As the labels continue to see their public business models implode, you gotta figure they’re going to spend even more time making sure that their private ones don’t.

The private ones, of course, involve screwing artists by not paying them royalties. I was just catching up on the latest suit involving such shenanigans.

Cher is suing Universal, saying it owes her and the heirs of Sonny Bono royalties from two compilation albums. There’s a fairly substantive Hollywood Reporter story on it here.

The article doesn’t make it 100 percent clear, but the issue seems to be the difference between royalties and licensing fees. Universal farmed out both Cher’s and Sonny & Cher’s music to another label for compilation purposes; in general terms, that would fall under the rubrick of licensing, fees from which might typically be split between label and artist fifty-fifty.

This is how the fees break down if an artist’s song is used in a movie, or is picked up for a Now That’s What I Call Music collection, on the grounds that it’s essentially free money.

A normal record sale, by contrast, would generate a normal royalty payment, which might typically be 20 percent of the wholesale price of the CD.
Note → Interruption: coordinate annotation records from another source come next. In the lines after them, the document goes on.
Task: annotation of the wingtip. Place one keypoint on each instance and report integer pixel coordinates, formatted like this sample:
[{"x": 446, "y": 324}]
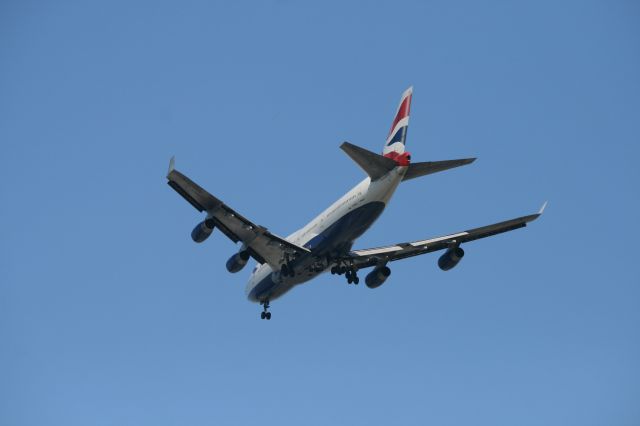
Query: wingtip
[
  {"x": 544, "y": 206},
  {"x": 172, "y": 165}
]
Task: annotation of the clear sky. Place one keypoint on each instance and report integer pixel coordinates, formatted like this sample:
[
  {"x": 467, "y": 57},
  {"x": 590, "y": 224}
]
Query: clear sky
[{"x": 111, "y": 315}]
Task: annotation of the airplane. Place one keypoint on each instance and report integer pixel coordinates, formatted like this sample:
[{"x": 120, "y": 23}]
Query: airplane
[{"x": 325, "y": 243}]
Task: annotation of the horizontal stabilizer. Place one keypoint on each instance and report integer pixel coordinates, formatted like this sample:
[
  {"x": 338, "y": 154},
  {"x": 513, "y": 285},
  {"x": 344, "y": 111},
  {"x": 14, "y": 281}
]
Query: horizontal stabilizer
[
  {"x": 428, "y": 167},
  {"x": 373, "y": 164}
]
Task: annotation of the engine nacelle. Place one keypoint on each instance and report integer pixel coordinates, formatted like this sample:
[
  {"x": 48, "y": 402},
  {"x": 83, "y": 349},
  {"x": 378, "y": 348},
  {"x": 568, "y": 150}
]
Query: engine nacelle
[
  {"x": 237, "y": 261},
  {"x": 377, "y": 277},
  {"x": 202, "y": 231},
  {"x": 450, "y": 258}
]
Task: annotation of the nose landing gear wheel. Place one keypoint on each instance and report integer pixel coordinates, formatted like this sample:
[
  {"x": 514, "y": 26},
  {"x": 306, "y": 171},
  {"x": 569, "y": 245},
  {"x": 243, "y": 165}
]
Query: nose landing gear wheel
[{"x": 265, "y": 314}]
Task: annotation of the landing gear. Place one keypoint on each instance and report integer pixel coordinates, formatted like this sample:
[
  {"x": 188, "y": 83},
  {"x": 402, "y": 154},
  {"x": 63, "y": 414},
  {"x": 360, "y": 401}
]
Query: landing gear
[
  {"x": 265, "y": 314},
  {"x": 350, "y": 272},
  {"x": 287, "y": 271}
]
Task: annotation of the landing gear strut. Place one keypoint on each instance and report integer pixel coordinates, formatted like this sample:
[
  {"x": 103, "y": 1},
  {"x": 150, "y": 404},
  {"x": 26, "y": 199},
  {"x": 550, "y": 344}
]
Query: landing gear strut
[
  {"x": 350, "y": 272},
  {"x": 265, "y": 314},
  {"x": 287, "y": 271}
]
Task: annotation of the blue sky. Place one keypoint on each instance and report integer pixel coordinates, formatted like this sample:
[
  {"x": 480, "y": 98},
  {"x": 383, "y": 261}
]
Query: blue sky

Cher’s suit says that Universal let a Warner repackaging arm put out the compilations, but tried to route the money back to make it look as if it had come in through normal Universal sales channels, and subject to the lesser percentage.

As the labels continue to sue file-sharers—and generate press clippings that cite unchallenged the labels’ crazily high estimates of their alleged losses—it’s important to remember that the real criminals are the labels themselves. They routinely underpay royalties, and then make it punitively difficult to audit.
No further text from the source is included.